S&P lowers Mass. outlook to negative
Rainy day fund use cited; Lepore blames Patrick
STANDARD & POOR’S left the credit rating of the state of Massachusetts intact on Monday but changed its outlook for the state from stable to negative because of concerns about the use of rainy day funds to pay for spending at a time when the economy is growing.
The credit rating, which is critical to efforts to keep the state’s cost of borrowing low, held steady at AA+. But the ratings service said it was changing its outlook for the state to negative because of the heavy use of rainy day funds to buttress spending levels. Standard & Poor’s said the state’s credit rating could fall over the next two years “if we feel that financial flexibility is impaired – especially in light of relatively high fixed costs related to debt and retirement funding.”

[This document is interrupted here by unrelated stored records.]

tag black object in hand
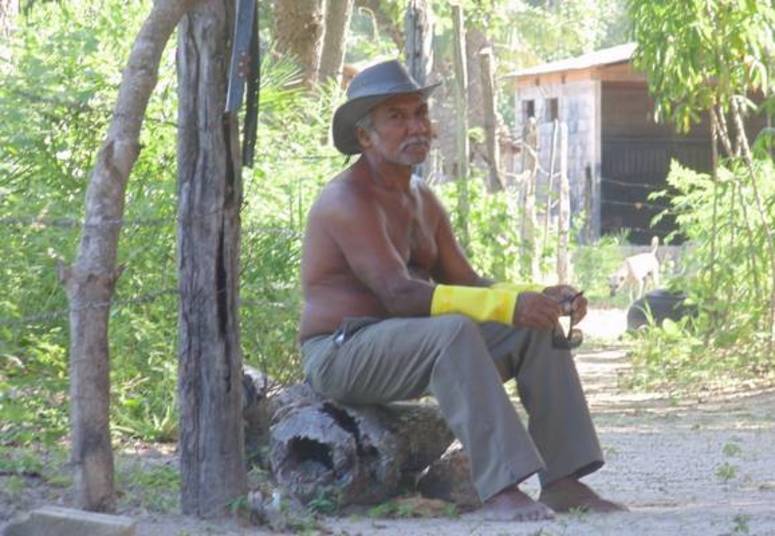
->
[552,290,584,350]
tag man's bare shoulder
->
[310,169,369,221]
[412,176,446,218]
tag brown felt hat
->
[331,60,441,154]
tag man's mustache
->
[401,136,431,149]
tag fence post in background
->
[520,117,541,281]
[582,164,594,244]
[479,47,503,193]
[452,4,470,251]
[557,123,570,284]
[541,119,560,258]
[404,0,433,178]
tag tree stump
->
[243,370,454,506]
[417,441,482,511]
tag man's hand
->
[543,285,587,324]
[514,292,562,329]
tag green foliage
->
[629,0,775,131]
[116,460,180,513]
[0,0,343,444]
[435,172,525,281]
[633,160,775,387]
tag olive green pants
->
[302,315,603,501]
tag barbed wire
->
[600,177,668,191]
[0,287,297,326]
[600,199,673,210]
[0,216,302,237]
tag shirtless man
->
[300,61,622,520]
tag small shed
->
[509,43,728,244]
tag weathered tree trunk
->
[451,4,470,250]
[541,119,560,251]
[60,0,194,511]
[404,0,433,86]
[355,0,404,50]
[417,441,482,510]
[557,123,570,284]
[274,0,324,84]
[318,0,353,84]
[404,0,433,177]
[463,25,490,136]
[178,0,247,517]
[479,48,503,193]
[245,371,454,506]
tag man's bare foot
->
[471,488,554,521]
[538,478,627,512]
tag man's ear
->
[355,127,371,149]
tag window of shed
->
[522,100,535,123]
[546,98,560,122]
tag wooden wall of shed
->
[515,80,600,228]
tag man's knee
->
[433,314,480,343]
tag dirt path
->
[0,311,775,536]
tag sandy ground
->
[0,310,775,536]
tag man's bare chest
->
[384,202,438,271]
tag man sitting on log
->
[300,61,622,520]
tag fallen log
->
[243,371,454,506]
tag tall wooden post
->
[404,0,433,86]
[479,47,503,192]
[178,0,247,517]
[557,123,570,284]
[404,0,433,177]
[318,0,353,84]
[521,117,541,281]
[60,0,196,511]
[452,4,470,249]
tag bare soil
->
[0,310,775,536]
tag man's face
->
[359,93,431,166]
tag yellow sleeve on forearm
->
[431,285,518,325]
[490,281,544,294]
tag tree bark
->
[60,0,194,511]
[520,117,541,282]
[479,48,503,193]
[452,4,470,250]
[557,123,570,285]
[355,0,404,50]
[404,0,433,86]
[318,0,353,84]
[178,0,247,517]
[274,0,324,85]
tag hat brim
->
[331,82,441,155]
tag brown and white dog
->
[608,236,659,300]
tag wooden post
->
[452,4,470,250]
[177,0,247,517]
[522,117,541,281]
[404,0,433,177]
[404,0,433,86]
[557,123,570,284]
[60,0,199,511]
[584,164,595,245]
[541,119,560,258]
[479,47,503,193]
[318,0,354,84]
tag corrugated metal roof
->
[506,43,637,78]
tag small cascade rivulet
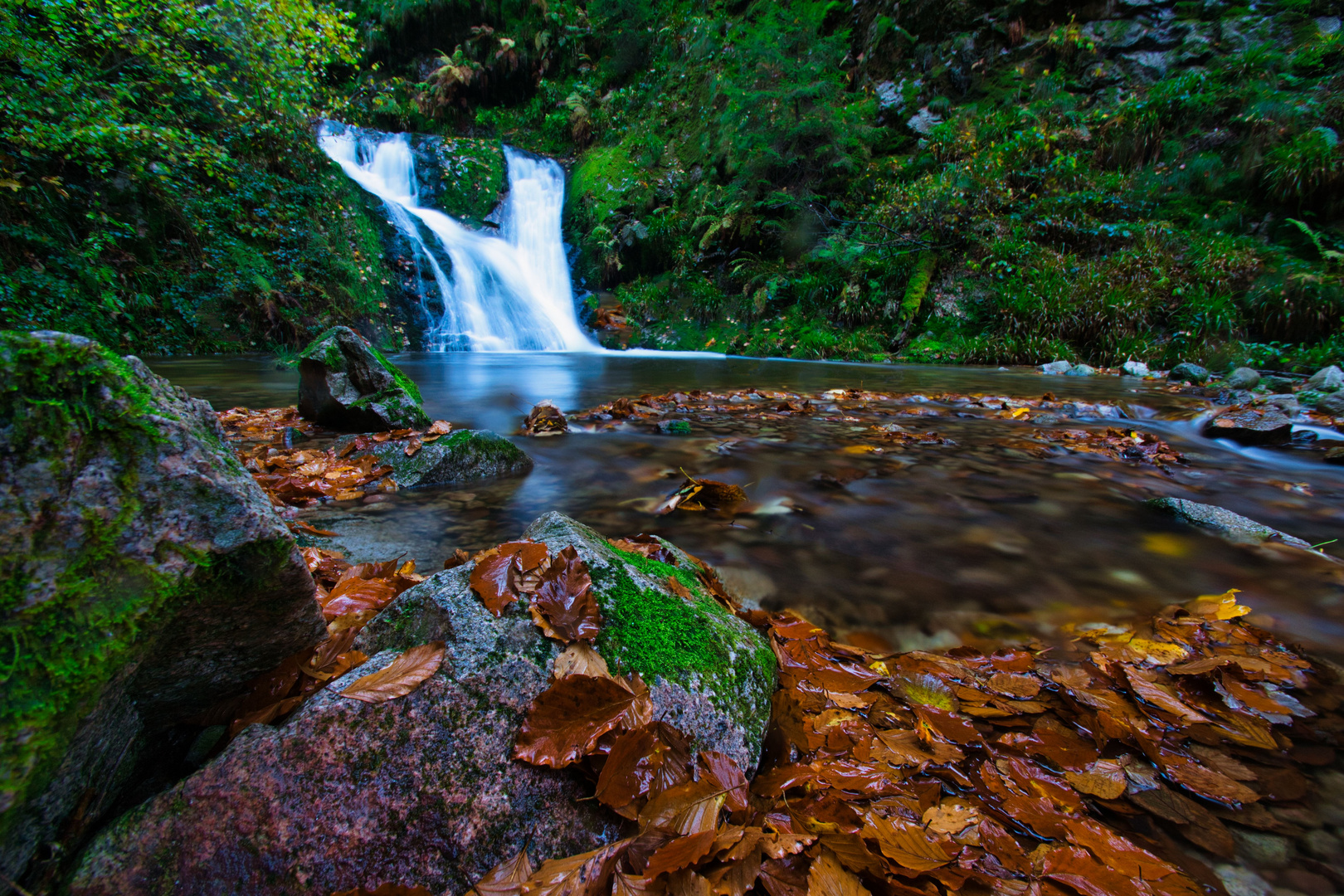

The ratings service also said “our negative outlook reflects a projected decline in financial reserves in fiscal 2016 from currently adequate levels, despite a prolonged period of economic expansion and generally positive revenue trends, and which follows previous drawdowns that occurred in 2013 and 2015. The Commonwealth has also suspended scheduled transfers of excess capital gains tax revenue to the [rainy day fund].”
Massachusetts has roughly $20.3 billion in existing general obligation debt and just issued a total of $550 million in additional debt. The new outlook from Standard & Poor’s also applies to debt of the Massachusetts State College Building Authority.
Alec Loftus, a press spokesman during the Patrick administration, saw CommonWealth’s report on Standard & Poor’s decision and Lepore’s comment and emailed a statement sharply disagreeing. “Massachusetts bond ratings reached the highest levels in history and our rainy day fund was bigger than nearly every other state’s during the Patrick-Murray Administration, even in the midst of the Great Recession. Hopefully the Commonwealth’s credit rating is not downgraded by Wall Street as a result of decisions made after Governor Patrick left office,” Loftus said.
Rainy day funds typically shrink during a recession when the economy weakens and tax revenues decline. In those instances, rainy day funds are tapped by state government to soften the impact on programs of the downturn in revenues. But the flip side is also supposed to happen. When the economy recovers and tax revenues pick up, the rainy day fund is supposed to grow as more money flows in and less flows out.But that pattern has been disrupted lately. CommonWealth reported in September that the amount of money in the rainy day fund had fallen by 28 percent over the last four years even as state tax revenues grew 17 percent. The Massachusetts Taxpayers Foundation issued a report earlier this month warning that the rainy day fund had a balance equal to 3 percent of state spending, which was comparable to low points following the 2002 and 2008 recessions. The foundation said credit rating agencies prefer a balance equal to at least 5 percent, which would be about $2.5 billion to $3 billion.
The Legislature and the governor recently approved legislation diverting $120 million in surplus funds left over from the last fiscal year into the rainy day fund, bringing the balance to roughly $1.25 billion, more than $1 billion to $1.75 billion less than what the Taxpayers Foundation recommended.